This is the first in a new series The Duke’s Daughters by Ms Frampton, and focuses on Lady Eleanor Howlett who is the eldest of the family. One of her sisters has disgraced the family’s good name and image by running off with the dance instructor (how gauche!) and it’s now up to Eleanor to make a good marriage and restore the family to the good graces of the ton. Her parents have arranged a match with Lord Carson, a perfectly acceptable man with a good family name in need of the dowry she will bring. Eleanor just isn’t convinced she’s ready for the engagement and tells him she needs some time to accept his proposal and get to know him. Since Carson is a busy man and has no time to woo her, he asks his brother Alexander to take care of this for him.
Naturally Alex is the opposite of his brother and oozes charm and sensuality that no woman can resist. He’s tall and gorgeous, but he’s quite sure that he’s just a rake who has no interest in settling down. His first impression of Eleanor is that she’s pleasant but perhaps rather dim witted, since her eyes always seemed slightly unfocused when he’d met her previously. She quickly puts that impression out the window when they go out for a ride in the park, telling him that her mother won’t allow her to wear her spectacles in public which results in Eleanor squinting and unable to see anything clearly.
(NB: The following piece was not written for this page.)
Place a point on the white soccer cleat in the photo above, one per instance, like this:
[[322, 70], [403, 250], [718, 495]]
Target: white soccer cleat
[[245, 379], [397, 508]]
She puts them on, and he’s instantly aware of her beauty (rather an opposite of the girls with glasses trope) and realizes that she’s really very well educated and they find many topics of shared interest. She tells him she wants to be “overwhelmed” so when she marries she’ll have something to look back on fondly. To begin this process, he takes her to a cricket match and ends up shirtless, which was very overwhelming indeed for Eleanor.
It doesn’t take long, and their meetings become more and more intimate and there are some chapters with the two of them alone at a bookshop that are quite steamy! Now, of course, she is still spoken for, so their relationship is completely improper and they continue to make excuses to themselves over why they should continue. Eleanor knows in her mind that she needs to marry Carson to save her sisters from being unable to make good marriages, but in her heart she doesn’t want to lose Alex who really understands her. Then she receives a letter from her errant sister which pushes everything forward to the inevitable conclusion.
Overall, it was nothing new; in fact it reminded me very much of the Loretta Chase book Duke in Shining Armor which I just read (and which was done much better). Eleanor does come across sometimes as being ahead of her time, and I felt that she and Alex were afforded much more leniency to be alone together than was acceptable for that period, even if she was practically engaged. It’s not completely wallpaper historical, and your level of enjoyment may depend on how you feel about the illicit nature of their relationship; otherwise it’s light and frothy, and I liked Eleanor’s relationship with her sisters who will likely all get their own books in due course.